Spatial architecture platforms In 1992, "spatial machines" were suggested as an approach to parallel computation. In 2013, a programming standard was proposed for "spatial computing". Computer scientists at
ETH Zurich have proposed a "spatial computer" model for energy-efficient parallel computation. AMD describe
AMD XDNA as a "spatial dataflow NPU architecture".
ASICs, fully custom hardware accelerator designs, are the most common form in which spatial architectures have been developed. This is mainly because ASICs mesh well with the efficiency design goals of spatial architectures.

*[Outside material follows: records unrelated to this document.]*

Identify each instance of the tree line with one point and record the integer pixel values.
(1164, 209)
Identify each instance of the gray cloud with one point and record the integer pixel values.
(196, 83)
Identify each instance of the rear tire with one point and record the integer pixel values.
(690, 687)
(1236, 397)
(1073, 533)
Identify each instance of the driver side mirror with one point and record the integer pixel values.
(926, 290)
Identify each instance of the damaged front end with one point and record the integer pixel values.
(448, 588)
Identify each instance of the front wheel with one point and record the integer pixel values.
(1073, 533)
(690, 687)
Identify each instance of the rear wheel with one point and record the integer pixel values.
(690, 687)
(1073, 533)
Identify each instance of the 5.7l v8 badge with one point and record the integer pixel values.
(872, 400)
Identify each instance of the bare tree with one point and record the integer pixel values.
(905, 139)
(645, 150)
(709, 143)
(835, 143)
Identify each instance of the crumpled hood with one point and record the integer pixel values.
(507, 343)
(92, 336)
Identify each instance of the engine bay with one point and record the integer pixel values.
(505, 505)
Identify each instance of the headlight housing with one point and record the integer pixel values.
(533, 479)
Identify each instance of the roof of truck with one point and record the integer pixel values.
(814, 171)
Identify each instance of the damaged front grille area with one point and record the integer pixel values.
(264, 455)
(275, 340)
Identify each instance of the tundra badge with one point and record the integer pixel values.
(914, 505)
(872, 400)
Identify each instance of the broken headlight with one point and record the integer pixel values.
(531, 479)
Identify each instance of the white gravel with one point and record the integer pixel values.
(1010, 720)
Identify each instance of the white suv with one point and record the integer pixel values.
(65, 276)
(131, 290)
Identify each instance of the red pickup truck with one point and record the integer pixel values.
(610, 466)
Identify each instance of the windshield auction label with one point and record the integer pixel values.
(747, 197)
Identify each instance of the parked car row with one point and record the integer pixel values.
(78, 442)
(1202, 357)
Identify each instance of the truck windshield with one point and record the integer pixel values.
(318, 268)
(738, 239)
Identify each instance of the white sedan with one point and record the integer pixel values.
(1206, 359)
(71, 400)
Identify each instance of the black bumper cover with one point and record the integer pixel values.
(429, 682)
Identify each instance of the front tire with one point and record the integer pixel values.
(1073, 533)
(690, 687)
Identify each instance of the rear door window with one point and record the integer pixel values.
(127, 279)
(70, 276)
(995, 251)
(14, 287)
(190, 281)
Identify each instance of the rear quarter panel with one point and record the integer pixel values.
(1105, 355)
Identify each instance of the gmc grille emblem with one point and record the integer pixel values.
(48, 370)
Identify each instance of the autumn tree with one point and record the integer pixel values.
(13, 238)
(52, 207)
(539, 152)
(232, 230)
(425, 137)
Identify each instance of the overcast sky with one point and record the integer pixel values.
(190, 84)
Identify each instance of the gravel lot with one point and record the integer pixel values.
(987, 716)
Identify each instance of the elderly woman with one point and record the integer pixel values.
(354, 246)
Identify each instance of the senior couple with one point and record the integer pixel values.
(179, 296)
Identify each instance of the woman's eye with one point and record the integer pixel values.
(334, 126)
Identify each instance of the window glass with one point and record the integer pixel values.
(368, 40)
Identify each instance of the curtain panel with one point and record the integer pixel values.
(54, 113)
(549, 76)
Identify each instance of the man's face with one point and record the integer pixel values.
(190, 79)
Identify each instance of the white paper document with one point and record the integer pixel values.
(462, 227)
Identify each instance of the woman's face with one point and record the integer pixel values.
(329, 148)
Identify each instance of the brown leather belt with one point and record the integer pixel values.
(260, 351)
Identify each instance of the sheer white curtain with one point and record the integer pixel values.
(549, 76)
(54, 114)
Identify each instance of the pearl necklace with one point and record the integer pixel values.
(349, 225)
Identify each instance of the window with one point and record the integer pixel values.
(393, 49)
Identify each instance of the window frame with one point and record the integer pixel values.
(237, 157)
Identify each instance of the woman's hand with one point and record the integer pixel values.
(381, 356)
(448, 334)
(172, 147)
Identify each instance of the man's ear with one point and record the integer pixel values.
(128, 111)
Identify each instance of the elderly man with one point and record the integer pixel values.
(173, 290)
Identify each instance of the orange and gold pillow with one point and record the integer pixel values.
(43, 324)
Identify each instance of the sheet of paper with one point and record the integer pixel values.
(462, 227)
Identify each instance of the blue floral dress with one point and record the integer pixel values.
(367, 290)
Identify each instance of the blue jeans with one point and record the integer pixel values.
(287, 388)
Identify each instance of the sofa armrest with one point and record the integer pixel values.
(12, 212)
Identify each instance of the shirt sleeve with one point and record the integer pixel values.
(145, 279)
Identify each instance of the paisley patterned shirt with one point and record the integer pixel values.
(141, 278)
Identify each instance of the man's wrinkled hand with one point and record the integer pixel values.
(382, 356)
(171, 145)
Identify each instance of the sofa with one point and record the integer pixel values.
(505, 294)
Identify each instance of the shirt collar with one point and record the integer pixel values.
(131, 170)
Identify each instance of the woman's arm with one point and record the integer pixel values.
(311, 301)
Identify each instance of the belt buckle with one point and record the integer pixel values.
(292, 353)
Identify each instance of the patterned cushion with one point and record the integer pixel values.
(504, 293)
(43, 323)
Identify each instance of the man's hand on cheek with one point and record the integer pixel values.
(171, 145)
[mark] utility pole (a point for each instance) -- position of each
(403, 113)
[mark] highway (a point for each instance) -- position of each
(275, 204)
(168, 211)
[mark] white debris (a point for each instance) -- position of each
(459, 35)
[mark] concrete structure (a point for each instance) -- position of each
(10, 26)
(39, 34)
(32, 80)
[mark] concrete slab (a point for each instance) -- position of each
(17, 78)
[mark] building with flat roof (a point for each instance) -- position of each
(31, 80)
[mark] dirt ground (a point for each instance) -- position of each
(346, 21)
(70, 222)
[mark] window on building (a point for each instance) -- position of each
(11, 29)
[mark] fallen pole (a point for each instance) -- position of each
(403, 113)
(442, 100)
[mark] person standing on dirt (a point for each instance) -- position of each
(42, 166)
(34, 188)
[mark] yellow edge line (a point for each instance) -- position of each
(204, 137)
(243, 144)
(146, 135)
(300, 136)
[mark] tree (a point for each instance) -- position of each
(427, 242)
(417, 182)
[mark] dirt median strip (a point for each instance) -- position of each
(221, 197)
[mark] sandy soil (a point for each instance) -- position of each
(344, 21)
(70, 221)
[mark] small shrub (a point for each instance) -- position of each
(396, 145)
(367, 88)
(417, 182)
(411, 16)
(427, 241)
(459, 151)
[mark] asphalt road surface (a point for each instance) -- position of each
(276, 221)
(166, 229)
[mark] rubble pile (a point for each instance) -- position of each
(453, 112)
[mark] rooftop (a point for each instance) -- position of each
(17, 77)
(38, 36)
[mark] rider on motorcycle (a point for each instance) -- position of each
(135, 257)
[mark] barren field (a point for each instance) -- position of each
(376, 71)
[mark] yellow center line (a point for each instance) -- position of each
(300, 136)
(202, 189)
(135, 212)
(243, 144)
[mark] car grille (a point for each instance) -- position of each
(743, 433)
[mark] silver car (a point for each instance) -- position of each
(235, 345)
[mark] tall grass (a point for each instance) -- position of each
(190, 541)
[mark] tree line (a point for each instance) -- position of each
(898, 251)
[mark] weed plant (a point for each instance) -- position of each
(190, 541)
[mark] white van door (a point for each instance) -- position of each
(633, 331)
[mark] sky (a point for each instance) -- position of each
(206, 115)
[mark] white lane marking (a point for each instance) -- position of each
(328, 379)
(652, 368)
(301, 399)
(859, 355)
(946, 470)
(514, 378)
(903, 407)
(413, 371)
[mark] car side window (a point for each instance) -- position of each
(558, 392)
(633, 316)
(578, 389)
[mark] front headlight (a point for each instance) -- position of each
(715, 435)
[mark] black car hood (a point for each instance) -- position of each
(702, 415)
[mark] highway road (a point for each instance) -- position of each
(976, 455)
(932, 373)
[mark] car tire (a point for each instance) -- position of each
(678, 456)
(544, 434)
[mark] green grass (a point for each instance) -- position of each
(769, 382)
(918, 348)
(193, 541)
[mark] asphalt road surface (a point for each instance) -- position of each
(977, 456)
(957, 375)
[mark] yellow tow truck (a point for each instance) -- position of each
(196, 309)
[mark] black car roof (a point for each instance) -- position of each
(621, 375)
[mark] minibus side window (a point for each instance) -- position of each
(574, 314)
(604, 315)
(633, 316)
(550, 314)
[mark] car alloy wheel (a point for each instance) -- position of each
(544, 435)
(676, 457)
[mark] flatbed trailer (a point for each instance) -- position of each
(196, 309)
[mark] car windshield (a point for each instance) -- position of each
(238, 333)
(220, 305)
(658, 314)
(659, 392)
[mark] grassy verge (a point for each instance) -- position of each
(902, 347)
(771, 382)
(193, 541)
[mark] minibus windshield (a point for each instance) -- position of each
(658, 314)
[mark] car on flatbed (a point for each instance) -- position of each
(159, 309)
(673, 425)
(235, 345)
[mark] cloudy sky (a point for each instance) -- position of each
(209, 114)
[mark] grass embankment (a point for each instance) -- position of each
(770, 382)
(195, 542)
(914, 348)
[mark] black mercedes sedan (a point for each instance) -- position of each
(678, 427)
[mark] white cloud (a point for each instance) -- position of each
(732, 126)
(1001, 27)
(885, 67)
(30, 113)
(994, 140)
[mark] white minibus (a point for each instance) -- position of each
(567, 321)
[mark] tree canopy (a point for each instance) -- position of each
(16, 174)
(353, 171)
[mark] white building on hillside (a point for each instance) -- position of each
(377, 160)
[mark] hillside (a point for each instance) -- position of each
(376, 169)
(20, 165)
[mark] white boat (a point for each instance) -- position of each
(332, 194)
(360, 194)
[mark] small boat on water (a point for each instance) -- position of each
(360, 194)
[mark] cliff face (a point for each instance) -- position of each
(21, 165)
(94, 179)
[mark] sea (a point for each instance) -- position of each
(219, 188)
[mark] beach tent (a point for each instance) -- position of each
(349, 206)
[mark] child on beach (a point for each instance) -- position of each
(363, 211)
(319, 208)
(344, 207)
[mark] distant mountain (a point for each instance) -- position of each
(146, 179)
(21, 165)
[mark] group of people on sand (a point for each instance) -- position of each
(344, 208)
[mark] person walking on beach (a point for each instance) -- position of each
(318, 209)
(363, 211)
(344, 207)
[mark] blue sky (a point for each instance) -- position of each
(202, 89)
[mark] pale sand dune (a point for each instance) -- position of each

FPGAs can be seen as fine-grained and highly flexible spatial architectures. The same applies to
CGRAs. However, both are not limited to following the spatial architecture paradigm, as they may, for example, be
reconfigured to run most arbitrary tasks. Therefore, they should only be considered a spatial architecture when set up to operate as one. In fact, several spatial architecture designs have been developed for deployment on FPGAs.
Systolic arrays are a form of spatial architecture, in that they employ a mesh of computing nodes with a programmable interconnect, allowing computations to unfold while data moves in lock-step from node to node. The computational flow graph of systolic arrays naturally aligns with the pfors of spatial architecture mappings.
Asynchronous arrays of simple processors are a precursor of spatial architectures following the
MIMD paradigm and targeted towards
digital signal processing workloads.
Dataflow architectures are also a forerunner of spatial architectures as a
general-purpose approach to exploit parallelism across several functional units. They run a
program by starting each computations as soon as its data dependencies are satisfied and the required hardware is available. Spatial architectures simplified this concept by targeting specific kernels. Rather than driving execution based on data readiness, they statically use the kernel's data dependencies to define the whole architecture's dataflow prior to execution through a mapping.
Not spatial architectures Digital signal processors are highly specialized processors with custom datapaths to perform many arithmetic operations quickly, concurrently, and repeatedly on a series of data samples. Despite commonalities in target kernels, a single digital signal processor is not a spatial architecture, lacking its inherent spatial parallelism over an array of processing elements. Nonetheless, digital signal processors can be found in FPGAs and CGRAs, where they could be part of a there-instantiated, larger, spatial architecture design.
Tensor Core present in
Nvidia GPUs since the Volta series, while accelerating matrix multiplication, do not classify as spatial architectures either, as they are hardwired functional units that do not expose spatial features by themselves. Again, a
streaming multiprocessor, containing multiple tensor cores, is not a spatial architecture, but an instance of
SIMT, due to its control being shared across several GPU threads.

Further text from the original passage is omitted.